The reasons for the father’s failure were twofold in the mind of the son. First, he had allowed Congress to raise taxes after promising never to do so. Second, he had failed to destroy Saddam Hussein in Iraq after pummeling his forces in the 1990 Gulf War. Both occurred because Bush Sr. was willing to listen to divergent opinions and compromise his views. The son was determined not to follow him in any of these “mistakes.”

He won the Presidency, albeit controversially, following a period of unprecedented prosperity. Then fundamental weaknesses in the economy began to appear. Bush did not falter in his principles. If Reagan gave out tax cuts, he would give out bigger ones – the largest in history.

Saddam would prove a more difficult goal to get past Congress and the American people. Bush did not know that morning he had just been given the opening he needed. Instead, he felt like the goat in the story, complete with disapproving father figure overseeing all.

Now he was being forced to redefine his Presidency to the exigencies of the moment. “They're coming after us,” he said over and over again of the terrorists in the days following the attacks. “If we leave [where we are fighting them now], they will follow us here.” For a person who had feared failure all of his life, that moment must have been paralyzing.

President Bush’s own words about that moment are most insightful.

“I am very aware of the cameras. I’m trying to absorb that knowledge. I have nobody to talk to. I’m sitting in the midst of a classroom with little kids, listening to a children’s story and I realize I’m the Commander-In-Chief and the country has just come under attack.”

Alone, with nobody to reinforce him, Bush was left sitting with his fellow children. He had to grow up instantaneously and on his own. So he adopted the bully persona, which has always been confused by the males within his family as synonymous with strength.

Instead of doing nothing, he now redefined himself as all purpose along a single mission – to fight terrorism as he defines this threat. He will never deviate.

At an anti-war rally in Washington D.C. on January 27 2007, Moriah Arnold from Harvard Massachusetts, who had organized a petition drive at her school, told the crowd about Iraq, “Now we know our leaders either lied to us or hid the truth. Because of our actions, the rest of the world sees us as a bully and a liar.”

Moriah was twelve years old at the time. When the Iraq War began, she would have been a second-grader. It took her only four years to learn her lesson. The man who was her leader had not learned his in his own six year journey from a second-grade classroom. He never learned it.

In the story Bush read that day, things turned out well for the goat. The girl that owned it was loyal, much like his own Laura, and defended it. In the end, it became a hero when it butted some would-be car robbers.

George W. had the same chance but was so convinced of his inherent heroism he ended up the goat instead. The White House at Bush Corner, rather than being the shining beacon as Bush envisioned, has instead become a bunker and a monument to fiasco and collapse.

And it all began in Ms.
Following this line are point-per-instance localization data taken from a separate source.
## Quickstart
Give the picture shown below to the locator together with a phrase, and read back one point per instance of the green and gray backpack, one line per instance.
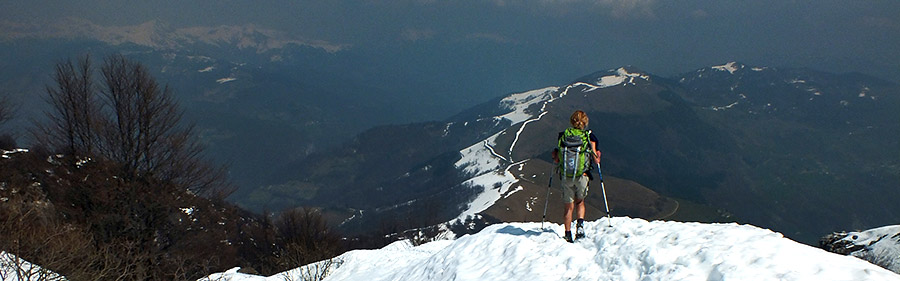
(574, 152)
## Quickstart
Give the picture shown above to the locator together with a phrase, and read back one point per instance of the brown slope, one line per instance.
(626, 198)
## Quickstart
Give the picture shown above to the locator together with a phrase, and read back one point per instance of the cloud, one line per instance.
(699, 14)
(416, 34)
(614, 8)
(629, 8)
(497, 38)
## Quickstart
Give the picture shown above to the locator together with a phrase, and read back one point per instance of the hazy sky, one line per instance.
(559, 39)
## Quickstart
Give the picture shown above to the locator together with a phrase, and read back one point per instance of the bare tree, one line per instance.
(72, 125)
(130, 120)
(7, 110)
(144, 133)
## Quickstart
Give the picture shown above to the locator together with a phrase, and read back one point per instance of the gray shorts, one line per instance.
(574, 188)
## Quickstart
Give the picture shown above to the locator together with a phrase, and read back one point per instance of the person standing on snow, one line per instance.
(578, 149)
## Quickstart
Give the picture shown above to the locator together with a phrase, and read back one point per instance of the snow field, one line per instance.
(632, 249)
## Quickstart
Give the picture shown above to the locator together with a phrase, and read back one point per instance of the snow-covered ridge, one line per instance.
(621, 77)
(632, 249)
(880, 245)
(521, 101)
(159, 35)
(731, 67)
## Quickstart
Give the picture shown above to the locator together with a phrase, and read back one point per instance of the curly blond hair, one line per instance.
(579, 120)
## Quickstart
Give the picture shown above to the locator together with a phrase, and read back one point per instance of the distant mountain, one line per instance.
(261, 98)
(779, 148)
(160, 35)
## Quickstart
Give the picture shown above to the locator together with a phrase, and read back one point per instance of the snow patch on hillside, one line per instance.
(521, 101)
(496, 185)
(622, 77)
(731, 67)
(632, 249)
(225, 80)
(480, 157)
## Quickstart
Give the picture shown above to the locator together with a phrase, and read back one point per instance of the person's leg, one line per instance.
(568, 197)
(579, 208)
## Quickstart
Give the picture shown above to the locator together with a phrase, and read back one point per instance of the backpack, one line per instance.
(574, 152)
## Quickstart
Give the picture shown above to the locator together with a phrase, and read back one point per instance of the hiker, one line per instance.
(578, 148)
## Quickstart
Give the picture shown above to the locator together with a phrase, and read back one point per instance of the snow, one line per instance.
(632, 249)
(622, 77)
(521, 101)
(12, 268)
(480, 157)
(496, 185)
(731, 67)
(225, 80)
(881, 245)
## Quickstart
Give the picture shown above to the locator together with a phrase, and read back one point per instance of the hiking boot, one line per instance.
(579, 229)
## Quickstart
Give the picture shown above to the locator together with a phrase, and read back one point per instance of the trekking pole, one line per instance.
(547, 198)
(600, 174)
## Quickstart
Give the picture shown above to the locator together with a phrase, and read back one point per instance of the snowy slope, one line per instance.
(633, 249)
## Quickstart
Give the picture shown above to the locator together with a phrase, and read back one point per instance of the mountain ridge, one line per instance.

Daniels’s class on a bright September morning of that tragic day.

In the concluding words of his children’s story, A.A. Milne reassures us, “But wherever they go, and whatever happens to them on the way, in that enchanted place on the top of the Forest a little boy and his Bear will always be playing.”

The sentiment is far from reassuring in this case but there, in that classroom, we will leave George W. Bush, forty-third President of the United States of America. We have no fear to leave him there. For when history does finally come calling for the final judgement regarding his legacy, this is exactly where it will find him again.